3.5.3 Het onderhavige geval wordt, zoals in cassatie ten dele veronderstellenderwijs moet worden aangenomen, door het volgende gekenmerkt. De overeenkomst strekte tot beëindiging van het dienstverband met een 51-jarige werknemer, [eiser], welk dienstverband meer dan twintig jaren had geduurd. De beëindiging van de overeenkomst vond plaats op initiatief van de werkgever, het ziekenhuis, in verband met door reorganisatie ontstane overtolligheid. Het overleg over de afvloeiing van [eiser] geschiedde door tussenkomst van een personeelsfunctionaris, die was aangesteld om de afvloeiingen in verband met de reorganisatie te begeleiden. Tijdens dit overleg is gesproken over de mogelijkheid voor [eiser] om zijn pensioenopbouw tot zijn zestigste jaar op vrijwillige basis voort te zetten en aan [eiser] is de (onjuiste) mededeling gedaan dat die mogelijkheid bestond. Daarbij heeft het ziekenhuis aan [eiser] de brochure van 1992 overhandigd. Deze brochure riep op zijn minst vragen op met betrekking tot deze pensioenkwestie. De verbeterde brochure van 1994, waaruit bleek dat de beoogde pensioenopbouw niet mogelijk zou zijn, was ten tijde van het overleg reeds beschikbaar.
Gelet op de belangen die voor [eiser] - naar voor het ziekenhuis kenbaar was - op het spel stonden, bracht de zorgvuldigheid die het ziekenhuis, als werkgever, onder de hiervoor geschetste omstandigheden in acht behoorde te nemen tegenover [eiser], een oudere werknemer met wie een overeenkomst ter beëindiging van een langdurig dienstverband zou worden gesloten, mee dat het geen mededelingen aan [eiser] deed omtrent een voor hem bestaande mogelijkheid tot toekomstige pensioenopbouw zonder zich van de juistheid van die mededelingen te overtuigen. Opmerking verdient hierbij dat die juistheid, zoals de Rechtbank heeft geoordeeld, niet zonder meer kon worden afgeleid uit de aan [eiser] overhandigde brochure van 1992 en dat, naar mag worden aangenomen, dit ook voor het ziekenhuis kenbaar was. In het licht van het hiervoor overwogene heeft de Rechtbank onvoldoende inzicht gegeven in de gedachtengang die heeft geleid tot het oordeel dat de dwaling voor rekening van [eiser] behoort te komen. Indien de Rechtbank daarbij heeft miskend dat op het ziekenhuis in deze een zorgplicht als hiervoor bedoeld, rustte, geeft haar oordeel blijk van een onjuiste rechtsopvatting. Indien zij dit niet heeft miskend, is haar oordeel zonder nadere motivering, die ontbreekt, onbegrijpelijk. De onderdelen slagen dan ook in zoverre.

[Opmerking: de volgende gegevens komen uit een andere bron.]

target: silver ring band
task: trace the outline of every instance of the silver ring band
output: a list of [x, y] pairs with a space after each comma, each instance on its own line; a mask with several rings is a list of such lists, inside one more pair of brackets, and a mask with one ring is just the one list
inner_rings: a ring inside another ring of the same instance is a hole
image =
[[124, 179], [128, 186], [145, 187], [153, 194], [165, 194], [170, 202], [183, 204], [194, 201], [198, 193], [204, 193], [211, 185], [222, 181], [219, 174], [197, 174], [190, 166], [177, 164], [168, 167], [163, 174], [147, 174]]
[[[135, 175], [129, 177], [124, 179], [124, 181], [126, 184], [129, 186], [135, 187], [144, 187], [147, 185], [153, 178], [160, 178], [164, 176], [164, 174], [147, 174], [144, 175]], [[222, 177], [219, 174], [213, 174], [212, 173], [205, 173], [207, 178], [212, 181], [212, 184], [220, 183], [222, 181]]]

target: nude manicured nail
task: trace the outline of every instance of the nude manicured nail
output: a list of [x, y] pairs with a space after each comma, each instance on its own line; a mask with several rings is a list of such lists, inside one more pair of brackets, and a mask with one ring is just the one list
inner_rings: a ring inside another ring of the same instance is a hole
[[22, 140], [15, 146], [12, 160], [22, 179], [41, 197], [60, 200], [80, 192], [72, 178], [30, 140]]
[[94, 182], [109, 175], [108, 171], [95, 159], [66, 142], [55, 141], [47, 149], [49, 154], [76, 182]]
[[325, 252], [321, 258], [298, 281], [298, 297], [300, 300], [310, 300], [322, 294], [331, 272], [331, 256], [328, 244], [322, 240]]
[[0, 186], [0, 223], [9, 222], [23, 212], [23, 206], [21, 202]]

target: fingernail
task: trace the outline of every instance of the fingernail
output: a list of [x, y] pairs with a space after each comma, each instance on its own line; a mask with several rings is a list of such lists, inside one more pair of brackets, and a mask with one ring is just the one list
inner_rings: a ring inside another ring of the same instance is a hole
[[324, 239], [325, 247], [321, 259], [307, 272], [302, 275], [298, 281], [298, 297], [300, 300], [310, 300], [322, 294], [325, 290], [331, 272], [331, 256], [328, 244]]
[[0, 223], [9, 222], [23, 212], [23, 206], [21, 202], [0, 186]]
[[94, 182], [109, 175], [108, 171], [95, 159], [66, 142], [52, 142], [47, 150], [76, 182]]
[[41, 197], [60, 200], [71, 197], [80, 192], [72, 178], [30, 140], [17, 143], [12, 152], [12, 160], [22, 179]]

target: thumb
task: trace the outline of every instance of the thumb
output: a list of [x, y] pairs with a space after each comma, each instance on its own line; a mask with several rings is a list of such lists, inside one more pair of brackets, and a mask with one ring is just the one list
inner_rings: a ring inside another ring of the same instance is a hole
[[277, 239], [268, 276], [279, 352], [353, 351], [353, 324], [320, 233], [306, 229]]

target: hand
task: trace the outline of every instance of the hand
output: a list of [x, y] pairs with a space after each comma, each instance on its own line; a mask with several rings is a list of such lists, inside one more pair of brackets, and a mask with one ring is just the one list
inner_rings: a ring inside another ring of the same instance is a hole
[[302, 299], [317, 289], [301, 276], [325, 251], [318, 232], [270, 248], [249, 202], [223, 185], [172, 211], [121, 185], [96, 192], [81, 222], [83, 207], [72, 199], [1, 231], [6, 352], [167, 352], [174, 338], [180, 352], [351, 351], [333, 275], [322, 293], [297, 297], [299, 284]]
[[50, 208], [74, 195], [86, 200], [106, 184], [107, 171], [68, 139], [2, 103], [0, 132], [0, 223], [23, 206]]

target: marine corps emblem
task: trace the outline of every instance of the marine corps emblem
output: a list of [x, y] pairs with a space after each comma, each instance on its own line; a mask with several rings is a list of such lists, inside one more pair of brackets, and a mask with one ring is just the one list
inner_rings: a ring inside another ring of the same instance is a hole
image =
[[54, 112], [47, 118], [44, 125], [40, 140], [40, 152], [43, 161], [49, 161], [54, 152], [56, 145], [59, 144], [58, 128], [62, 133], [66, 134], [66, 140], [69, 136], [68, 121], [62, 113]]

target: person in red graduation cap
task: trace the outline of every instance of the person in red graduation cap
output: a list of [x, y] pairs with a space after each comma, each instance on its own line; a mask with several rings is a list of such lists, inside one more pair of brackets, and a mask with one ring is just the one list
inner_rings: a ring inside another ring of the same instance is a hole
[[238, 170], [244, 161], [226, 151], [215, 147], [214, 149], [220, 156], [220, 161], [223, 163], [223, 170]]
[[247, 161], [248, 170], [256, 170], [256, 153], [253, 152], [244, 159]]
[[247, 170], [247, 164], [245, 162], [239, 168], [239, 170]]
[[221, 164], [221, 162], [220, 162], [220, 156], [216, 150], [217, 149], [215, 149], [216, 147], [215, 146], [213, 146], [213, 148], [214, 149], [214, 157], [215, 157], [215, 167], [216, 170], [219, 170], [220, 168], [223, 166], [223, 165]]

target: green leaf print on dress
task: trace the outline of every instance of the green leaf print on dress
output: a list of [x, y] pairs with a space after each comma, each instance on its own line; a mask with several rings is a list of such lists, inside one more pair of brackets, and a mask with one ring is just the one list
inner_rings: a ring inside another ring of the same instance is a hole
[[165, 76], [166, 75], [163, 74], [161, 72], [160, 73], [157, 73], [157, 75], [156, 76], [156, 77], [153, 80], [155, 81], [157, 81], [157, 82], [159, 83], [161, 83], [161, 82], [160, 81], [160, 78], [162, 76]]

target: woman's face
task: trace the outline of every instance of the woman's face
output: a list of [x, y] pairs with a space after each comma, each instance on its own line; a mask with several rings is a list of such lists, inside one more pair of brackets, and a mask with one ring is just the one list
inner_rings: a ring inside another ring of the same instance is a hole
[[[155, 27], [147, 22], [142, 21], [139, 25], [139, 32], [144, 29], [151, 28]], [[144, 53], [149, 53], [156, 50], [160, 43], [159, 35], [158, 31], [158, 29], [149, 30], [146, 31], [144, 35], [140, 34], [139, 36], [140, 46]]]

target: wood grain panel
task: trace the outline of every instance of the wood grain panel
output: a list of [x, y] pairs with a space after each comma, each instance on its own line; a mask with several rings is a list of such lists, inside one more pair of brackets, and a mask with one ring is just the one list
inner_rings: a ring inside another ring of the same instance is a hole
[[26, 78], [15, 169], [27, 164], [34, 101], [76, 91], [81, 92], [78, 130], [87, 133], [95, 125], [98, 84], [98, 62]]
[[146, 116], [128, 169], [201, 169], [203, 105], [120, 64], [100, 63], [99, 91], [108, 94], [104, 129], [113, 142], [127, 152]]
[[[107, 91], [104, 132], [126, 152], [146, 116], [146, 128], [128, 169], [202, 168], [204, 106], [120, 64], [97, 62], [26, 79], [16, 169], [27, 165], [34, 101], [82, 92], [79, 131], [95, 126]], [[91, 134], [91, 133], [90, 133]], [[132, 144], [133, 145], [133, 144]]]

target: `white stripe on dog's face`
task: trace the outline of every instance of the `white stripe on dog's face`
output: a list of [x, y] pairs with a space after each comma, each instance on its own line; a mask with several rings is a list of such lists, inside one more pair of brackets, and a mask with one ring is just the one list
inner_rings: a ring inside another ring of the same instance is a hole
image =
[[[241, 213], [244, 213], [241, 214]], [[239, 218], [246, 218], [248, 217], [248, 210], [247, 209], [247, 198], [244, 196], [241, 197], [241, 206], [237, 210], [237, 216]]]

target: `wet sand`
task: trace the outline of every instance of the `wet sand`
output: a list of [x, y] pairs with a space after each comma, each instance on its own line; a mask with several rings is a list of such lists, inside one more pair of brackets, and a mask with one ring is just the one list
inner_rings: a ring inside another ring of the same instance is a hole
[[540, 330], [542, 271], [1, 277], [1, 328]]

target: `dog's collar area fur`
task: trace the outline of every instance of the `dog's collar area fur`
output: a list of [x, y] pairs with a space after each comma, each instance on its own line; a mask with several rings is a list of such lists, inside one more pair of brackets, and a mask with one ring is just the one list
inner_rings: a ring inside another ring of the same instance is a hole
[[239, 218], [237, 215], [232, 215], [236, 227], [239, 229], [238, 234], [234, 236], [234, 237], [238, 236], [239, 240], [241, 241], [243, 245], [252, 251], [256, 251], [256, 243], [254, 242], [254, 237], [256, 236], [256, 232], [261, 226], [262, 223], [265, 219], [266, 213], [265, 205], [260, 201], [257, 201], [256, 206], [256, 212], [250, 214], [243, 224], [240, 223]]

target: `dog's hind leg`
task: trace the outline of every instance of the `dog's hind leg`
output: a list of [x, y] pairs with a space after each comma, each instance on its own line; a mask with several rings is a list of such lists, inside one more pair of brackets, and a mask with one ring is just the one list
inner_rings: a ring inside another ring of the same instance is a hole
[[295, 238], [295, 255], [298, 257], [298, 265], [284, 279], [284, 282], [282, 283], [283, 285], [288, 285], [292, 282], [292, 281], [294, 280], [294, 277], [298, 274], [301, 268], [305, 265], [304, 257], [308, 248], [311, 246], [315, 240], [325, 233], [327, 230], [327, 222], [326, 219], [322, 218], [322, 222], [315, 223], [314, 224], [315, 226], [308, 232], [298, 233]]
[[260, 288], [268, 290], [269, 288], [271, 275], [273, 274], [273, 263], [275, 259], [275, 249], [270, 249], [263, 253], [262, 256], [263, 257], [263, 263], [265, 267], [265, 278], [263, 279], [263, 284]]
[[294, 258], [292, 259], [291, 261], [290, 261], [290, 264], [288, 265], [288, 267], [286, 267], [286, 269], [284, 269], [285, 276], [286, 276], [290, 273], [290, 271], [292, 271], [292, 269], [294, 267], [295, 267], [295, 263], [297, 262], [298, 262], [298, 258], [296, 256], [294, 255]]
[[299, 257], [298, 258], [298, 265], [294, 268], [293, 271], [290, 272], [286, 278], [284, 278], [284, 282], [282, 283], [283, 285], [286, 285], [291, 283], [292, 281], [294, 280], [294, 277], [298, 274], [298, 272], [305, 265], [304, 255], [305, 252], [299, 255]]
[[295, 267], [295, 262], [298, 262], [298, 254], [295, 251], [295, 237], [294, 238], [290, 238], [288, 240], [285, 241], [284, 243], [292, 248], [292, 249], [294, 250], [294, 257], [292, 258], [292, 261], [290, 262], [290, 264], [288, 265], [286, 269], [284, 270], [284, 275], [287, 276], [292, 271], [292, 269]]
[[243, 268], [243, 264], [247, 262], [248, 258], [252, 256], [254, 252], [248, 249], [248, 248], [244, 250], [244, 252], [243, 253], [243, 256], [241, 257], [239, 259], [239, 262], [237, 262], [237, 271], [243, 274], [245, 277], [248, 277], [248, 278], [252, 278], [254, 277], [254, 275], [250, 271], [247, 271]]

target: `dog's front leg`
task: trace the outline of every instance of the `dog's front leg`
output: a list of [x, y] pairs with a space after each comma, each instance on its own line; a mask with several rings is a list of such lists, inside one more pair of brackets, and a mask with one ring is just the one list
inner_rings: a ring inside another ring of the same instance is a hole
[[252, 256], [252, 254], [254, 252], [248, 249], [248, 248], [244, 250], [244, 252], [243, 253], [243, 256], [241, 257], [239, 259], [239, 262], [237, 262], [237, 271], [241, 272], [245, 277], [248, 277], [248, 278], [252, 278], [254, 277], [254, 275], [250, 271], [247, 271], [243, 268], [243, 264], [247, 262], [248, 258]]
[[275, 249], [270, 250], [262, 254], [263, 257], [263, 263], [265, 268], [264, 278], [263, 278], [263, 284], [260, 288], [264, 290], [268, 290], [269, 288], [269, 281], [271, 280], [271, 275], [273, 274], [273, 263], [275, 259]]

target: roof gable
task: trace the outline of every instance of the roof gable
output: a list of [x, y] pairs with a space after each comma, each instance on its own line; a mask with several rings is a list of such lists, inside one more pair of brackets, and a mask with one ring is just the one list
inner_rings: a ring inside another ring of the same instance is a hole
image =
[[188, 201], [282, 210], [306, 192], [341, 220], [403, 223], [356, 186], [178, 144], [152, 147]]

3.6 Onderdeel 5 keert zich tegen het door de Rechtbank in rov. 30 gegeven oordeel. Het gaat ervan uit dat dit inhoudt, dat de dwaling van [eiser] uitsluitend aan het ziekenhuis zou kunnen worden toegerekend, indien zich een van de daarin genoemde gevallen voordeed. Nu dit oordeel echter niet zo moet worden begrepen dat het zich daartoe beperkt, mist het onderdeel feitelijke grondslag en kan het niet tot cassatie leiden.
4. Beslissing
De Hoge Raad:
vernietigt het vonnis van de Rechtbank te Dordrecht van 19 december 2001;
verwijst het geding naar het Gerechtshof te 's-Gravenhage ter verdere behandeling en beslissing;
veroordeelt het ziekenhuis in de kosten van het geding in cassatie, tot op deze uitspraak aan de zijde van [eiser] begroot op € 388,74 aan verschotten en € 1.590,-- voor salaris.
Dit arrest is gewezen door de vice-president G.G. van Erp Taalman Kip-Nieuwenkamp als voorzitter en de raadsheren J.B. Fleers, H.A.M. Aaftink, D.H. Beukenhorst en A. Hammerstein, en in het openbaar uitgesproken door de raadsheer O. de Savornin Lohman op 19 september 2003.